Project: DNA-targeted photoimmunotherapy for cutaneous T-cell lymphoma
This project is based in the Alfred Medical Research Precinct, Alfred Centre, Prahran
The overall aim of this research area is to develop a platform technology for receptor-targeted isotope radiotherapy / diagnostic imaging and for UVA phototherapy. For the UVA phototherapy component of the project, we have developed, UVASens, an ultraviolet light (UV) photosensitiser, which is ~1000 times more potent than compounds used clinically for the treatment of cutaneous T-cell lymphoma.
Our approach involves the use of a DNA minor groove binding ligand to target the radioisotope (radiotherapy / imaging) or iodine atom (phototherapy) to DNA. The DNA binding ligands used for these projects are based on the structure of Hoechst 33342, a well known DNA stain.
The aim of this project is to develop appropriate vehicles for the delivery of the DNA ligand to specific target cells. This will be performed by encapsulation in antibody-coated nanoparticles. Given the safety concerns with the use of radioisotopes, unlabelled DNA ligands will be used for the initial proof-of-concept experiments in this project. In this context the fact that these DNA ligands are intrinsically fluorescent is an advantage. It will enable the determination of the efficiency of targeting by fluorescence microscopy / flow cytometry (fluorescence yield of DNA bound ligand increases by ~30-fold).

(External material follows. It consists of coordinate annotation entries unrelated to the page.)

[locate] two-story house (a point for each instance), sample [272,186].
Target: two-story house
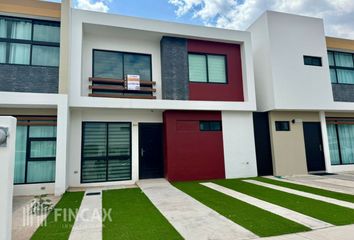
[304,96]
[103,99]
[187,117]
[32,47]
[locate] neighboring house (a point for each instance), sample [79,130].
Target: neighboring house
[104,99]
[30,49]
[304,88]
[84,121]
[190,119]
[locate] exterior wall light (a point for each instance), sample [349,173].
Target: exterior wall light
[3,136]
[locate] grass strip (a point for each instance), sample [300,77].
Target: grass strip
[318,191]
[61,220]
[133,216]
[331,213]
[257,220]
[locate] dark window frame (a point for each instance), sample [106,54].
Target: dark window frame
[279,128]
[312,63]
[107,156]
[29,140]
[30,42]
[335,67]
[209,128]
[207,67]
[338,141]
[123,53]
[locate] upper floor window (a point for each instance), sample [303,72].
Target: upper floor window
[207,68]
[341,66]
[116,65]
[312,61]
[29,42]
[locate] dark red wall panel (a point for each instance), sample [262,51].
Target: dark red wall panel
[233,90]
[191,154]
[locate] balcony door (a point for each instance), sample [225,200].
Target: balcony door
[106,152]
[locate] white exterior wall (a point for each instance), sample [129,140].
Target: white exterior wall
[105,115]
[7,157]
[239,145]
[134,41]
[283,81]
[91,29]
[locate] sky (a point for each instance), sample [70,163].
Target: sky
[338,15]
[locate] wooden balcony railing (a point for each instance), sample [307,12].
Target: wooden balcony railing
[117,88]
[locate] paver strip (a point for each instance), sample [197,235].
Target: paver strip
[88,222]
[192,219]
[332,233]
[281,211]
[314,183]
[303,194]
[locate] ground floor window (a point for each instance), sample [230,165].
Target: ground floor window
[35,152]
[106,152]
[341,140]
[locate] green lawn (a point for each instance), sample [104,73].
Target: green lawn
[331,194]
[61,228]
[260,222]
[327,212]
[134,217]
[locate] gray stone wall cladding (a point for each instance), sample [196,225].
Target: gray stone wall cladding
[343,92]
[174,68]
[20,78]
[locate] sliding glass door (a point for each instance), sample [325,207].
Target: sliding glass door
[341,141]
[106,152]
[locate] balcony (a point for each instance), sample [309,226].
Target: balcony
[118,88]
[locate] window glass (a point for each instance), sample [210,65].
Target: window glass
[330,58]
[41,171]
[20,155]
[43,131]
[43,149]
[19,53]
[333,75]
[106,152]
[2,52]
[20,29]
[346,139]
[137,64]
[333,144]
[343,59]
[46,33]
[108,64]
[3,28]
[216,69]
[197,68]
[312,61]
[345,76]
[282,126]
[45,56]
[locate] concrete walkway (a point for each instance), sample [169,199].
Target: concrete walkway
[189,217]
[88,222]
[314,181]
[24,223]
[332,233]
[278,210]
[303,194]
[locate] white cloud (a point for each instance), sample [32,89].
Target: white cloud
[93,5]
[338,15]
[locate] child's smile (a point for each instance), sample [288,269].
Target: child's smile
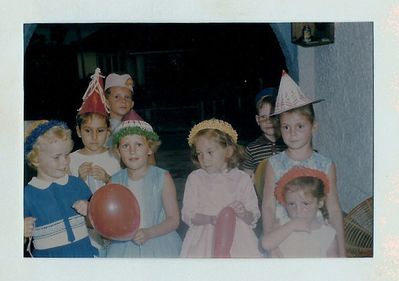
[53,161]
[134,152]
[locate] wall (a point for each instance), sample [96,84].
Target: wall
[342,74]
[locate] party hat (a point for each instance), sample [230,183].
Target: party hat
[131,115]
[290,96]
[94,99]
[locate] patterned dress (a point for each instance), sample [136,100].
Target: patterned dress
[59,230]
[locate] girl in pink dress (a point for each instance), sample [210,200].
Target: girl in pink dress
[218,183]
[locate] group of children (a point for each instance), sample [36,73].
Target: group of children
[300,211]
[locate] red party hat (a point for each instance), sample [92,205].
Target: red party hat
[94,99]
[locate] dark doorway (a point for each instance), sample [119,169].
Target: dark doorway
[183,72]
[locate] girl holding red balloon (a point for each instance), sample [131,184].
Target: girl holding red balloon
[94,163]
[54,203]
[155,191]
[220,204]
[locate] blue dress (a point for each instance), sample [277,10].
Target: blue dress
[151,213]
[59,230]
[281,163]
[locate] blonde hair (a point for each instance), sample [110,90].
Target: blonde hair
[309,185]
[223,139]
[52,135]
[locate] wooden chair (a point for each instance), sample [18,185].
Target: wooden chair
[358,228]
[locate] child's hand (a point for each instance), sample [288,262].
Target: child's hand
[242,212]
[238,208]
[81,207]
[29,225]
[84,170]
[141,236]
[301,224]
[99,174]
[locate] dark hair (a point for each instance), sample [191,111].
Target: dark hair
[309,185]
[85,117]
[225,141]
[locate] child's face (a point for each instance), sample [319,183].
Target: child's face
[134,152]
[264,121]
[120,101]
[301,205]
[53,160]
[94,133]
[296,130]
[211,155]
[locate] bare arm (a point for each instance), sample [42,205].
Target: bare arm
[268,203]
[332,251]
[172,214]
[335,212]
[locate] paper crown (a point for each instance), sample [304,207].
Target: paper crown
[116,80]
[132,115]
[94,99]
[297,172]
[213,123]
[290,96]
[134,127]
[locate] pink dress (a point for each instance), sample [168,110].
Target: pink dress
[208,194]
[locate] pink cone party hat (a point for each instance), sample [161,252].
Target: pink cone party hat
[290,96]
[94,99]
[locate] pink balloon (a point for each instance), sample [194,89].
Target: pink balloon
[224,232]
[114,212]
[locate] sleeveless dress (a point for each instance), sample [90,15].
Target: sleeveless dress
[208,194]
[308,245]
[151,213]
[281,163]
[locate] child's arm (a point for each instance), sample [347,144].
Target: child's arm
[332,251]
[84,170]
[268,203]
[81,207]
[274,238]
[335,212]
[29,225]
[172,214]
[100,174]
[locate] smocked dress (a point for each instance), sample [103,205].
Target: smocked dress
[59,230]
[149,196]
[208,194]
[313,244]
[281,163]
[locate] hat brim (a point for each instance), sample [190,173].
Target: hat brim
[282,110]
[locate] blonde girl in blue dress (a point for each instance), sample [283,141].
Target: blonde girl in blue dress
[155,191]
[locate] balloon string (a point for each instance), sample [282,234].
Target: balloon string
[28,248]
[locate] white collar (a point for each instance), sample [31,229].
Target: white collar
[42,184]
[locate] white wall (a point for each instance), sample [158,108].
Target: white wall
[342,74]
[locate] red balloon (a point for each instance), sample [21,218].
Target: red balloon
[114,212]
[224,232]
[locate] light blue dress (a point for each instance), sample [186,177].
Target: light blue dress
[281,163]
[151,213]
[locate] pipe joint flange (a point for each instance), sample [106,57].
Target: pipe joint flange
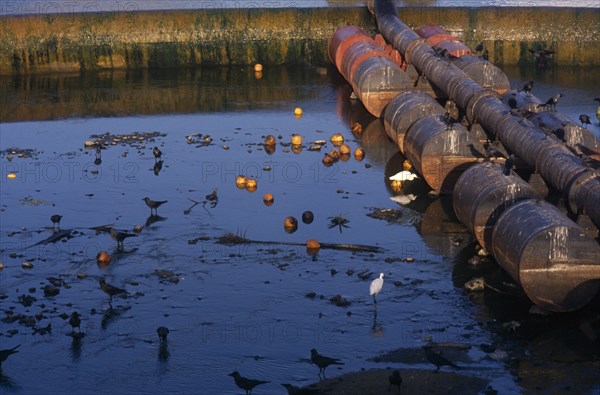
[473,102]
[410,47]
[583,179]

The project will involve preparing the antibody-coated nanoparticle-based formulations and targeting specific receptors on cancer cells. Receptor systems that will be evaluated will be the IL-2 antigen and malignant MyLa cells overexpressing the receptor, and epidermal growth factor receptors and A431 cells. Evaluation of the efficacy of the constructs will involve flow cytometry (FACS), cell viability and apoptosis assays.
The Karagiannis group aims to understand the role of dietary antioxidants and chromatin modifying compounds on the genome and epigenome in health and disease. They develop predictive models of wound severity and potential for repair in the context of diabetic foot ulcers. This research direction also involves the development of new potential therapeutics.